J’ai une tendresse particulière pour cette photo du grand photographe américain W. Eugene Smith. Elle fait partie d’un reportage qu’il a réalisé en 1948 sur la vie d’un médecin de campagne. Le jeune homme est médecin, mais il pourrait aussi bien être un assureur ou un employé de banque. Lui et cette adorable vielle dame (elle m’effrayait un peu au début, mais finalement elle est si authentique que je la trouve émouvante) s’efforcent de communiquer. L’écart est grand.

Imaginez l’un de ces deux personnages écrivant à l’autre sans l’avoir jamais vu ; ce qui est un peu ce que nous faisons tous les jours. Cette image est le fil conducteur de cet article.

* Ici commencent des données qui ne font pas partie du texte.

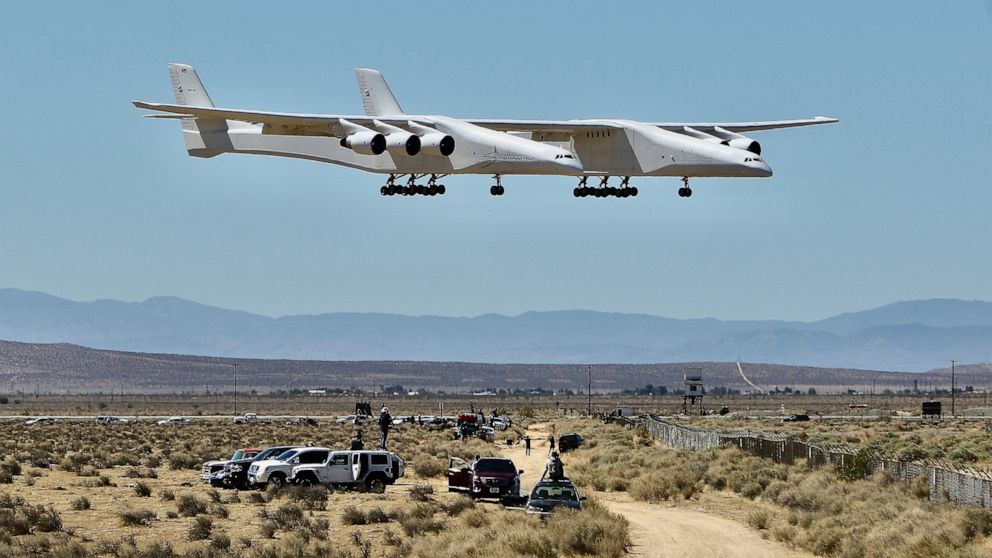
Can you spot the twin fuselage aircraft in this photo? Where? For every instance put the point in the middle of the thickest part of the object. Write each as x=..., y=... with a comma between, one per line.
x=387, y=140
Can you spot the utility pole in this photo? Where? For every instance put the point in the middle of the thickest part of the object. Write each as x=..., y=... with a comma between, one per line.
x=235, y=389
x=952, y=388
x=589, y=390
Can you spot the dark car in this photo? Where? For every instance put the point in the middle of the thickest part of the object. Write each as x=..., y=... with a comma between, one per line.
x=488, y=477
x=236, y=472
x=569, y=442
x=550, y=495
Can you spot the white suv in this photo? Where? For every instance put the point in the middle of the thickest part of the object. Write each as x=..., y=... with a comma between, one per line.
x=372, y=468
x=279, y=468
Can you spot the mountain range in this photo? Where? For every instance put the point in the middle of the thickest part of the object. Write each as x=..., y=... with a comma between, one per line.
x=909, y=336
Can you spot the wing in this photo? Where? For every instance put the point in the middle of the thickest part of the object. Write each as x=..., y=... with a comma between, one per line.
x=738, y=127
x=543, y=125
x=273, y=122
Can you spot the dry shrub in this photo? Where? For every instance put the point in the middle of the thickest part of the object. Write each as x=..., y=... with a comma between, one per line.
x=81, y=503
x=142, y=490
x=131, y=518
x=421, y=492
x=190, y=506
x=200, y=529
x=759, y=519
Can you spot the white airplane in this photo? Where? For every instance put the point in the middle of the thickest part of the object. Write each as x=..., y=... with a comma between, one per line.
x=389, y=141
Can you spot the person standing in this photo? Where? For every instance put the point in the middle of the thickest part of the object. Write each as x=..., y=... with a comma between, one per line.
x=356, y=442
x=385, y=421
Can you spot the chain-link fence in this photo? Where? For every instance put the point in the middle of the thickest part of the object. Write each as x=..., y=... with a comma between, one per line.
x=947, y=482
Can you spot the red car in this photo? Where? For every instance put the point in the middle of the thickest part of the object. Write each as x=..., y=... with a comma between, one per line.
x=488, y=477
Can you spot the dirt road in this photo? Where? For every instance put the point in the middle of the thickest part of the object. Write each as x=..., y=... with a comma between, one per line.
x=659, y=530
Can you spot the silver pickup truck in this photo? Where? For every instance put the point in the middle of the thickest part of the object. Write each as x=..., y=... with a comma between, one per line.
x=371, y=469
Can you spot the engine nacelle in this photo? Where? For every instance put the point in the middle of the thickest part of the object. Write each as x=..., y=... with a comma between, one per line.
x=366, y=143
x=403, y=143
x=746, y=144
x=437, y=143
x=738, y=141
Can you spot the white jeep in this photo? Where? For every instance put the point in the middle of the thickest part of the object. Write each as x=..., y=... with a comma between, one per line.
x=278, y=469
x=373, y=469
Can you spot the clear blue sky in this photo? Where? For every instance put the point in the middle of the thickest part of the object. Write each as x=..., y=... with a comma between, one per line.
x=892, y=203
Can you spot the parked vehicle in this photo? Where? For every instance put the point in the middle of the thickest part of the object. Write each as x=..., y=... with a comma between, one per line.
x=209, y=468
x=305, y=421
x=488, y=477
x=235, y=473
x=252, y=418
x=279, y=468
x=374, y=469
x=487, y=433
x=569, y=442
x=550, y=495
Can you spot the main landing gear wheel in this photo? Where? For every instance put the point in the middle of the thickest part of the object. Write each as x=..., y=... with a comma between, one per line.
x=497, y=189
x=432, y=188
x=603, y=191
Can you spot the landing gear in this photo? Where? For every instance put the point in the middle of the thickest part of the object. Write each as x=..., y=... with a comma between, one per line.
x=604, y=190
x=497, y=189
x=432, y=188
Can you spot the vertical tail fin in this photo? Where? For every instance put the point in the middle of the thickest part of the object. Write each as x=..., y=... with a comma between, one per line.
x=377, y=99
x=205, y=137
x=187, y=86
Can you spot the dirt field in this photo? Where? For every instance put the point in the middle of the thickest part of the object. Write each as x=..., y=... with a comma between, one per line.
x=135, y=477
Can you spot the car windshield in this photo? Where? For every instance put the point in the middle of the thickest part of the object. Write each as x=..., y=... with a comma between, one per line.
x=269, y=453
x=495, y=466
x=548, y=491
x=287, y=455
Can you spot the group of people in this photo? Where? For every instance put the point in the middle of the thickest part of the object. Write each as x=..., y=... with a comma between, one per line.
x=385, y=422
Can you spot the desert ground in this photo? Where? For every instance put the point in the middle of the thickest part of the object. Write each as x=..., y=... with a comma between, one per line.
x=75, y=488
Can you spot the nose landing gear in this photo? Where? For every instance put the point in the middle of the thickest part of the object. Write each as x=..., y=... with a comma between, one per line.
x=497, y=189
x=603, y=191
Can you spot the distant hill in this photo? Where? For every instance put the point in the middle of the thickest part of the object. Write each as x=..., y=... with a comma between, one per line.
x=28, y=367
x=906, y=336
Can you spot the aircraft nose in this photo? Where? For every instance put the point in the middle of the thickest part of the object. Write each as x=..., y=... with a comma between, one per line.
x=568, y=165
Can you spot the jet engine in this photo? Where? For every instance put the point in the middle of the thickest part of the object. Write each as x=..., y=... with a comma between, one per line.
x=738, y=141
x=437, y=144
x=403, y=143
x=366, y=143
x=433, y=142
x=692, y=132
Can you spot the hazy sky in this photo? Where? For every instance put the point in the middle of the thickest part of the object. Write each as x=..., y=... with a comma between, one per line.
x=892, y=203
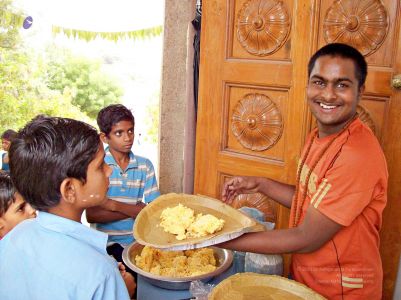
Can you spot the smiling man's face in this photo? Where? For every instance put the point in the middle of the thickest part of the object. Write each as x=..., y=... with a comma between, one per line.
x=333, y=93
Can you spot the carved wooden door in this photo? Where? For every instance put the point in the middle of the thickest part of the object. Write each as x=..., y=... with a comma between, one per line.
x=252, y=114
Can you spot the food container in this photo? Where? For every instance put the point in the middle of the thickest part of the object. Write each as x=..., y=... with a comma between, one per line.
x=258, y=286
x=223, y=257
x=147, y=229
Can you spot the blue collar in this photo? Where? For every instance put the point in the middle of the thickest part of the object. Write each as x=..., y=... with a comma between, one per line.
x=73, y=229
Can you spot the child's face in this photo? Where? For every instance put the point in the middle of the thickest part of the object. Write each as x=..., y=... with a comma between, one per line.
x=93, y=191
x=121, y=137
x=15, y=214
x=5, y=144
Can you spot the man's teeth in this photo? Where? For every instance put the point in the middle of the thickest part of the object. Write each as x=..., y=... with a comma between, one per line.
x=327, y=106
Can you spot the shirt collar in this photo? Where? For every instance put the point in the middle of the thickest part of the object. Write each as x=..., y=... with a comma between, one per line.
x=74, y=229
x=109, y=159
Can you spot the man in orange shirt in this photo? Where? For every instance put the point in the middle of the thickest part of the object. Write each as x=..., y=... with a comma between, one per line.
x=340, y=193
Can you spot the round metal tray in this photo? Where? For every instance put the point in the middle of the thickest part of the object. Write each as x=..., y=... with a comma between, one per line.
x=224, y=259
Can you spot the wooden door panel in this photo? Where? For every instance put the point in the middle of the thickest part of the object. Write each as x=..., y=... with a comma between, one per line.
x=246, y=38
x=237, y=64
x=254, y=122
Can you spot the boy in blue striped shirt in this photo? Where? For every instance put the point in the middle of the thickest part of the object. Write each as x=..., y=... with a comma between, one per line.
x=132, y=182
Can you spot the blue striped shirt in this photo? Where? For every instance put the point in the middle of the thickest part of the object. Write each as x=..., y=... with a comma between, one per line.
x=136, y=183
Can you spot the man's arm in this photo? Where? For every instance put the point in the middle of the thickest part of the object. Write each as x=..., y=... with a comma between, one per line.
x=280, y=192
x=314, y=232
x=113, y=210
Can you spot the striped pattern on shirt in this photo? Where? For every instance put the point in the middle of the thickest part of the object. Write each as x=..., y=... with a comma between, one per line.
x=136, y=183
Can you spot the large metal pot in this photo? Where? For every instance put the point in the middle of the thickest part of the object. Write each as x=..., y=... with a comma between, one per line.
x=224, y=259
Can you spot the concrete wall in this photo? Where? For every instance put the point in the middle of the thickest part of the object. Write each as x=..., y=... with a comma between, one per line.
x=176, y=108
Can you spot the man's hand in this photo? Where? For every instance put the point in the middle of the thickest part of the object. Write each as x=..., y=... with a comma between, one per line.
x=239, y=185
x=128, y=279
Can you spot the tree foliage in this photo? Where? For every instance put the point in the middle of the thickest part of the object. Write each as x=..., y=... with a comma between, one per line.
x=23, y=93
x=91, y=89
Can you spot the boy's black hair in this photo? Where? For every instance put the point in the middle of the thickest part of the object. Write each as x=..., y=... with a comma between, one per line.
x=112, y=114
x=9, y=135
x=47, y=151
x=7, y=192
x=343, y=51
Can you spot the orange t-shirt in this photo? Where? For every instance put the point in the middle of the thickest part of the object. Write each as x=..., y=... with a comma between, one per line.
x=349, y=186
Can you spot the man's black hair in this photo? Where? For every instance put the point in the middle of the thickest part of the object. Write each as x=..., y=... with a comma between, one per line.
x=47, y=151
x=9, y=135
x=343, y=51
x=111, y=115
x=7, y=192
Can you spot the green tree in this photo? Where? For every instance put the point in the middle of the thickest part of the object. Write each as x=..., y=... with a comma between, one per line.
x=91, y=89
x=23, y=94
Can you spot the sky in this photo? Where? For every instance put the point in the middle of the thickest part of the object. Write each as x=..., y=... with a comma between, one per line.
x=96, y=15
x=138, y=63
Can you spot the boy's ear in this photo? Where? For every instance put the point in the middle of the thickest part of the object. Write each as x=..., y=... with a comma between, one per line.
x=103, y=137
x=68, y=190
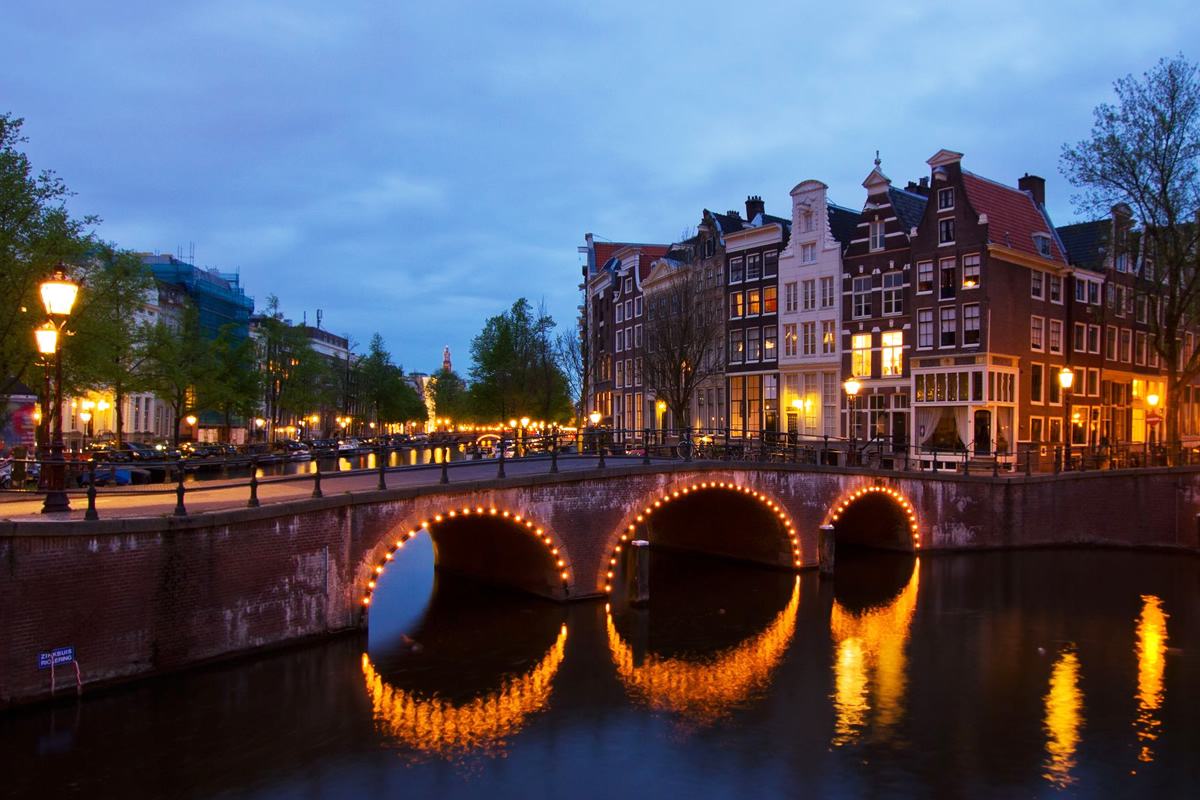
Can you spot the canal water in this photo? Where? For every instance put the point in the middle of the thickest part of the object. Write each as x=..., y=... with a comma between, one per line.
x=1014, y=674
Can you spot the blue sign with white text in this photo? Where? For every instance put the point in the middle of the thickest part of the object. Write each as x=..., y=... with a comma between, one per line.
x=57, y=656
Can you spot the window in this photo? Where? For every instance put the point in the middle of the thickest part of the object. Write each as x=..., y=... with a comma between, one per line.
x=948, y=283
x=948, y=318
x=876, y=232
x=946, y=232
x=862, y=298
x=790, y=340
x=893, y=293
x=925, y=328
x=809, y=294
x=790, y=296
x=970, y=271
x=861, y=355
x=893, y=353
x=827, y=292
x=924, y=277
x=971, y=324
x=754, y=268
x=828, y=343
x=769, y=342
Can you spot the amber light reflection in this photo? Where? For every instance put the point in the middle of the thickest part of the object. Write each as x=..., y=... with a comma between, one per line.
x=1063, y=719
x=708, y=689
x=871, y=645
x=480, y=726
x=1151, y=660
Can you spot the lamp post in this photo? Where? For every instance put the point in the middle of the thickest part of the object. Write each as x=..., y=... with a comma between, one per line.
x=58, y=295
x=852, y=385
x=1067, y=379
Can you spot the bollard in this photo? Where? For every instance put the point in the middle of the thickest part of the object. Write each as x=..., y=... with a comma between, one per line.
x=91, y=513
x=826, y=549
x=639, y=577
x=180, y=511
x=252, y=503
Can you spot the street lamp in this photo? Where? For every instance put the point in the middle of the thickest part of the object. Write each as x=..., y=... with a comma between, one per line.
x=1067, y=379
x=852, y=385
x=58, y=296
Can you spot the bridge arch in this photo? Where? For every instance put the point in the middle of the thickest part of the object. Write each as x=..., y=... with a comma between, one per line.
x=537, y=560
x=659, y=500
x=876, y=516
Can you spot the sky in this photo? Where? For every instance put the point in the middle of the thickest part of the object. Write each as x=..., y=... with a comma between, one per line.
x=412, y=169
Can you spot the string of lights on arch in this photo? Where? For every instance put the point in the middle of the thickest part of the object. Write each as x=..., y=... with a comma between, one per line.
x=675, y=494
x=517, y=519
x=892, y=493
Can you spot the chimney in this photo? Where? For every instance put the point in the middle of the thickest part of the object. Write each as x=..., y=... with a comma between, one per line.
x=1035, y=186
x=755, y=206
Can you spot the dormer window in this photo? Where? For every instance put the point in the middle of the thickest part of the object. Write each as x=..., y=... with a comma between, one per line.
x=1043, y=244
x=877, y=234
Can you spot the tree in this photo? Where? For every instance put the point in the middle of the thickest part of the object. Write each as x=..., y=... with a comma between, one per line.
x=1145, y=152
x=109, y=348
x=515, y=371
x=36, y=232
x=684, y=334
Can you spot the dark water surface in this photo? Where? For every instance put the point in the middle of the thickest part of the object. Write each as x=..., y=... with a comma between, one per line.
x=1033, y=674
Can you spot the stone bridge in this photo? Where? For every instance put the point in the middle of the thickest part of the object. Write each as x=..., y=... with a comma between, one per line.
x=143, y=595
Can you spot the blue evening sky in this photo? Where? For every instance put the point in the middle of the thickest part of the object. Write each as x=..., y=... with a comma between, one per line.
x=411, y=169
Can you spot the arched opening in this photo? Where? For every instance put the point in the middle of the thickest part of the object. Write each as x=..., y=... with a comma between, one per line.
x=876, y=517
x=715, y=518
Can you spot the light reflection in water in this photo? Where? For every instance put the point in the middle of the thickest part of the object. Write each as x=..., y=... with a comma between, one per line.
x=1151, y=661
x=870, y=648
x=705, y=690
x=481, y=726
x=1063, y=719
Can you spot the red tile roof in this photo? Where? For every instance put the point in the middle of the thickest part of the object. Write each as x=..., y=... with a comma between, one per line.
x=1013, y=217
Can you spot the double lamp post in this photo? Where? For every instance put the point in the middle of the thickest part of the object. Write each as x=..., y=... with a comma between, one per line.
x=58, y=295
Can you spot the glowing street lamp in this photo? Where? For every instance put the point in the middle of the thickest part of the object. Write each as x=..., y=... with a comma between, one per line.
x=58, y=296
x=852, y=385
x=1067, y=379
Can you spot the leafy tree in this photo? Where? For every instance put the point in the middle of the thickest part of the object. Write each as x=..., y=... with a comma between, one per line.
x=179, y=358
x=450, y=397
x=1145, y=152
x=36, y=232
x=109, y=347
x=515, y=371
x=684, y=335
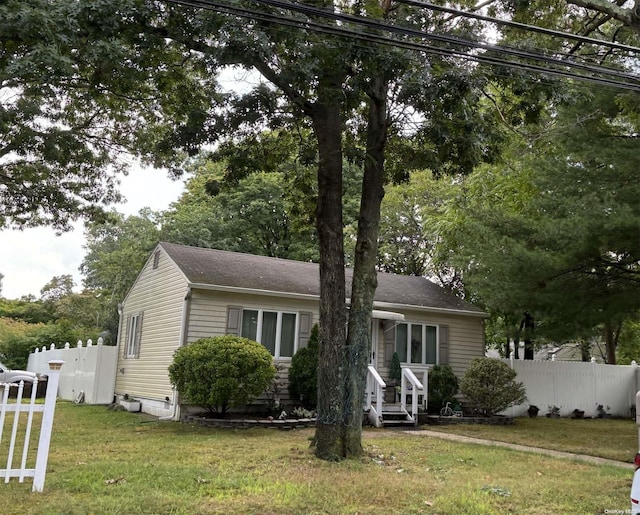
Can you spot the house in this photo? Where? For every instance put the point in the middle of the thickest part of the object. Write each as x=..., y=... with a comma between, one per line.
x=186, y=293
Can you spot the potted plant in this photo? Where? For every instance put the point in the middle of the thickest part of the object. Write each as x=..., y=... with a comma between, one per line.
x=554, y=412
x=533, y=411
x=130, y=404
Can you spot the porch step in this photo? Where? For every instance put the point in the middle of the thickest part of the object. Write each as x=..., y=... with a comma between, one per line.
x=394, y=415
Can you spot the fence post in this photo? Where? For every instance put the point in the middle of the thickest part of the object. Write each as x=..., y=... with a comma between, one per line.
x=47, y=424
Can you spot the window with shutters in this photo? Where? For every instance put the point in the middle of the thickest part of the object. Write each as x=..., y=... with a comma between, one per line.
x=276, y=330
x=134, y=329
x=417, y=343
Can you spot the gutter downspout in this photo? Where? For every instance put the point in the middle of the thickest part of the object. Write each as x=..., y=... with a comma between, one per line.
x=186, y=308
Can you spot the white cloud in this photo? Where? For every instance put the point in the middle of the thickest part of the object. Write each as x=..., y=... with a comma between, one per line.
x=30, y=258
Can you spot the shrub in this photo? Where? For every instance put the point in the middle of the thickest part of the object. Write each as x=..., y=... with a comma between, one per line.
x=303, y=374
x=490, y=385
x=221, y=372
x=443, y=385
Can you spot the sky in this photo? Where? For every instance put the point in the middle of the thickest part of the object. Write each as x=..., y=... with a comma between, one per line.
x=30, y=258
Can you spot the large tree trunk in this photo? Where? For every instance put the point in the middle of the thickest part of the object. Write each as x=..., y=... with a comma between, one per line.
x=329, y=439
x=364, y=274
x=611, y=341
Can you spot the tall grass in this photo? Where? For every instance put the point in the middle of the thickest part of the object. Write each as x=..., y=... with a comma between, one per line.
x=116, y=462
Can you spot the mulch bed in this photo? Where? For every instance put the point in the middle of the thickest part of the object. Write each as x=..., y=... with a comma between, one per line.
x=438, y=420
x=246, y=423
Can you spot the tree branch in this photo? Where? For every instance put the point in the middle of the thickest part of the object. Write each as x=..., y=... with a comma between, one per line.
x=630, y=17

Comme nous l’avons vu dans les articles précédents, la communication écrite, « c’est pas gagné ». Entre le lecteur qui voudrait avoir fini de lire avant d’avoir commencé, celui qui demande, dès la troisième ligne « ça va me rapporter combien ? », celui qui vous fusille parce que vous avez oublié un « s » ou un accent aigu, et celui qui lit en pensant à autre chose et n’a aucunement l’intention de plonger vraiment dans votre texte, toucher la cible va demander un petit effort.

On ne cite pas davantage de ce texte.